Power = (Q [gal/min] × 8.34 [lb/gal] × H [ft]) / 33,000 [ft·lbf/min per HP]
      = Q × H × 8.34 / 33,000
      = Q × H / 3,956 ≈ Q × H / 3,960

The value 3960 uses 8.34 lb/gal; the more precise 8.345 lb/gal gives 3,956. Engineering references use 3960, 3956, and 3957 interchangeably, all within 0.1% rounding. The calculator uses 3960 per Hydraulic Institute practice. For fluids other than water, SG corrects the formula because 3960 was derived for water weight: hydraulic HP = Q × H × SG / 3960 scales power upward for denser fluids and downward for lighter ones.

SI uses no conversion constant because base units (kg, m, s) are consistent: ρ in kg/m³ multiplied by g in m/s² gives N/m³, multiplied by Q in m³/s and H in m gives watts directly. The 3960 constant exists only to bridge the gallon-foot-pound-minute system to horsepower. Remove the unit mix, and the constant disappears.

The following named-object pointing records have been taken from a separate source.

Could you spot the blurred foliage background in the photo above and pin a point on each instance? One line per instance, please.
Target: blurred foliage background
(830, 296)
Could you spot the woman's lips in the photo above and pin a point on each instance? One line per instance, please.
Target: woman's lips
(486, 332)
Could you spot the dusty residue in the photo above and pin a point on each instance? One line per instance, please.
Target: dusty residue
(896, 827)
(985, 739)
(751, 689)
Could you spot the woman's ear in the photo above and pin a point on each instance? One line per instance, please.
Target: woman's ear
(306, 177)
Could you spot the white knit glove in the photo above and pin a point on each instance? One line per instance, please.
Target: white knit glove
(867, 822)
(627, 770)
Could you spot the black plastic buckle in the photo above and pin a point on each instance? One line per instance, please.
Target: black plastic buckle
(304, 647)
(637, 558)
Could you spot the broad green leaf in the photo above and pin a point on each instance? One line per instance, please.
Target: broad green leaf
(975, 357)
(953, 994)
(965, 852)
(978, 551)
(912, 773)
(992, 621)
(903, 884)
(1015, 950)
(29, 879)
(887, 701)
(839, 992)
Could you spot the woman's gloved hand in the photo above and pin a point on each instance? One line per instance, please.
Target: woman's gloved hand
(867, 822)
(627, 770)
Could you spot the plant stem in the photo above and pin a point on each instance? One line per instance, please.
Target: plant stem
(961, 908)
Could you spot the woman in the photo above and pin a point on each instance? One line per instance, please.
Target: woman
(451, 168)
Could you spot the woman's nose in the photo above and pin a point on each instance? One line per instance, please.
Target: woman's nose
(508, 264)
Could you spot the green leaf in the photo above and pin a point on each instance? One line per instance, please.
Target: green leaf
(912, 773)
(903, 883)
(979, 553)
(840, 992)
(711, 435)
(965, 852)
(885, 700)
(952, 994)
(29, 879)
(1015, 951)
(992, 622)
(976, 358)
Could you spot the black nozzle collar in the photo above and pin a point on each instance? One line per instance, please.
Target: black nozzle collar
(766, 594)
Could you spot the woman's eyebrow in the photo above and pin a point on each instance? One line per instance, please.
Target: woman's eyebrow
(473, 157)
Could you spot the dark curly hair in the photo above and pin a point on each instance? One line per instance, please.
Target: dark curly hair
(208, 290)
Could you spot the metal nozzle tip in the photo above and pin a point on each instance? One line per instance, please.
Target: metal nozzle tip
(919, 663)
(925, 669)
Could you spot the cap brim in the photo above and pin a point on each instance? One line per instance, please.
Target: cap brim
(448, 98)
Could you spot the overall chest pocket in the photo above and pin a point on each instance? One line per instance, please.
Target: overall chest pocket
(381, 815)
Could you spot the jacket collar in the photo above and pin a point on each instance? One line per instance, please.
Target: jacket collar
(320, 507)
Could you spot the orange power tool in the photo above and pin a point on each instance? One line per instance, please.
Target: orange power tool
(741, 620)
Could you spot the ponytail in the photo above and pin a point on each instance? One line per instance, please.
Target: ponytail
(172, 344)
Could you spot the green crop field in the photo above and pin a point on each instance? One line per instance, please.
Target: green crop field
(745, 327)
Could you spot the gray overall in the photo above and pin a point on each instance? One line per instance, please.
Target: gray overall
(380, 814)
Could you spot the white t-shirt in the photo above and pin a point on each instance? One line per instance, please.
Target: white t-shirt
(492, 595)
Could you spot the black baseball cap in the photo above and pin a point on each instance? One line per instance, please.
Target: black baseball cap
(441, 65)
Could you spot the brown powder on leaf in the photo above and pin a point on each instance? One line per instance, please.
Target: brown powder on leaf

Per Hydraulic Institute and engineering pump references: 3960 = 33,000 ÷ 8.34, the horsepower definition divided by water weight per gallon. Use 3956 for higher precision when fluid weight data justifies it.

Brake Horsepower: Hydraulic Power Divided by Duty-Point Pump Efficiency

Brake horsepower is the shaft power the pump actually demands from the motor coupling. It is hydraulic power divided by pump efficiency at the operating duty point.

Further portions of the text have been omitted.